Deacon Majewski, who marked 20 years as a deacon in May, wanted to be a priest during his youth. But then his father died on the first day of his sophomore year of high school, so he was needed to help care for his mother and sister. An aunt offered to pay for seminary, but then she also died.

“I figured God didn’t want me to become a priest,” he said.

Deacon Majewski was called to the vocation of marriage with his wife, Joan. He grew in his faith through involvement at his home parish, Assumption of the Blessed Virgin Mary, Pulaski. He served as a lector, usher, extraordinary minister of holy Communion and sang in the choir, along with Joan.

An invitation from Joan would indirectly lead Deacon Majewski to consider the diaconate. She taught religious education and asked him to assist her. Unfortunately, class was the same night as his regular bowling outing.

“One Monday, as she was getting ready to go teach class, she asked me why I wasn’t getting ready to go bowling,” recalled Deacon Majewski. “I told her that I wasn’t going anymore. … I’m going to help you teach religious ed class. She looked at me and said, ‘You don’t know how long I’ve prayed and waited for you to say that.’”

Deacon Majewski found he couldn’t answer some of the questions from the first and second graders, which spurred him to reflect on his faith.

“Scripture says that the little children will lead them,” he said. “A few years later, a friend of ours was ordained a deacon for our parish and he started talking to me about the possibility of being a deacon. As I was beginning to learn more, they closed the diaconate program down in the diocese.”

Joan was dealing with some health struggles, so Deacon Majewski focused on her and their four children. After a few years, her health stabilized. Deacon Majewski’s eldest son, a teenager at the time, challenged him to pursue a vocation to the diaconate.

“He said, ‘Dad, you always told us that if we put our mind to it, and with God’s help, we can be anything that we want to be, right?’ said Deacon Majewski. “… Then he asked me, ‘You’ve felt called to become a deacon, am I right?’”

During that conversation, Deacon Bill Doran called to inform him that the diaconate program had reopened and that an informational meeting was scheduled.

“I told him, ‘I think the Spirit just spoke through my son, and yes, I will be going,’” he recalled.

Deacon Majewski said his wife, Joan, has had the biggest influence in his faith life.

“So many times, she has shown me how to be a servant to others and a vessel for the Spirit to use for the good of his people,” he said.

Deacon Majewski also pointed to the Franciscans from the Assumption BVM Province and the friars who worked at Franciscan Publishers in Pulaski for their faith examples, especially Fr. Regis Burzynski, Fr. Bob Konkol  and Fr. Patrick Gawrylewski for “just being there and listening to me when I had questions. Also, the many parishioners of the three parishes I serve.”

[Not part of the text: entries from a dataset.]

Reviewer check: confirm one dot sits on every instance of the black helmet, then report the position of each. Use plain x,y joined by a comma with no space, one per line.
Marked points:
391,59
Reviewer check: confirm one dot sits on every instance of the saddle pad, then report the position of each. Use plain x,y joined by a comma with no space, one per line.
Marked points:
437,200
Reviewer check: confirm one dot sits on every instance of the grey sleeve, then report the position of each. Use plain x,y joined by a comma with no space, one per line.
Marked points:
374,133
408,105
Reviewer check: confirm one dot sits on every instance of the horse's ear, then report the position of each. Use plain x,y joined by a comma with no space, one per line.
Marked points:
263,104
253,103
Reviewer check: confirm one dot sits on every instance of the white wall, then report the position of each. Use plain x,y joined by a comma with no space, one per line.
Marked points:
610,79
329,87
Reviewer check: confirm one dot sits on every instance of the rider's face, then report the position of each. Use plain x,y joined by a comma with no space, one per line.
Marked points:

In addition to Assumption BVM, Deacon Majewski also serves St. Stanislaus Parish, Hofa Park, and St. Casimir Parish, Krakow. 

Other ministries he has been a part of include serving on the pastoral team at Assumption Parish since 2002, youth ministry volunteer, member of Anchor of Hope Teens Encounter Christ retreat team, spiritual advisor for the Green Bay Council of St. Vincent de Paul and field advocate for the marriage tribunal. 

Deacon Majewski helped start St. Vincent de Paul Conference 32 at Assumption Parish. He is also a member of the Knights of Columbus, Third Degree Council #4439 and Fourth Degree Assembly #1197.

Some fond memories from his diaconal ministry are “being able to witness most of my children’s marriages and grandchildren’s baptisms.”

“My favorites now are helping with RCIA (Rite of Christian Initiation for Adults), Alpha (a course to introduce the basics of Christian faith) and confirmation retreats,” he said. “I also love being able to help at the parish school, being able to help the children and the staff understand their faith, and to be able to help them share that faith with others. I did a program I called ‘Fishing for Answers’ where they could ask any questions about the church or their faith and I would come into the classroom and try my best to answer them.”

Whenever Deacon Majewski proclaims the Gospel or gives a homily, he said he prays, “Lord, send your Spirit down upon me that he may use my voice to proclaim your word that the people may understand.”

The Holy Spirit guided him during a homily in which he had 30 seconds to prepare following a late request to preach by the priest..

“I was told I gave the best homily that I’ve given so far,” he said. “And I credit it all to the Spirit because I still have no idea what I said, but was told many times it’s exactly what they needed to hear to start Lent that year.”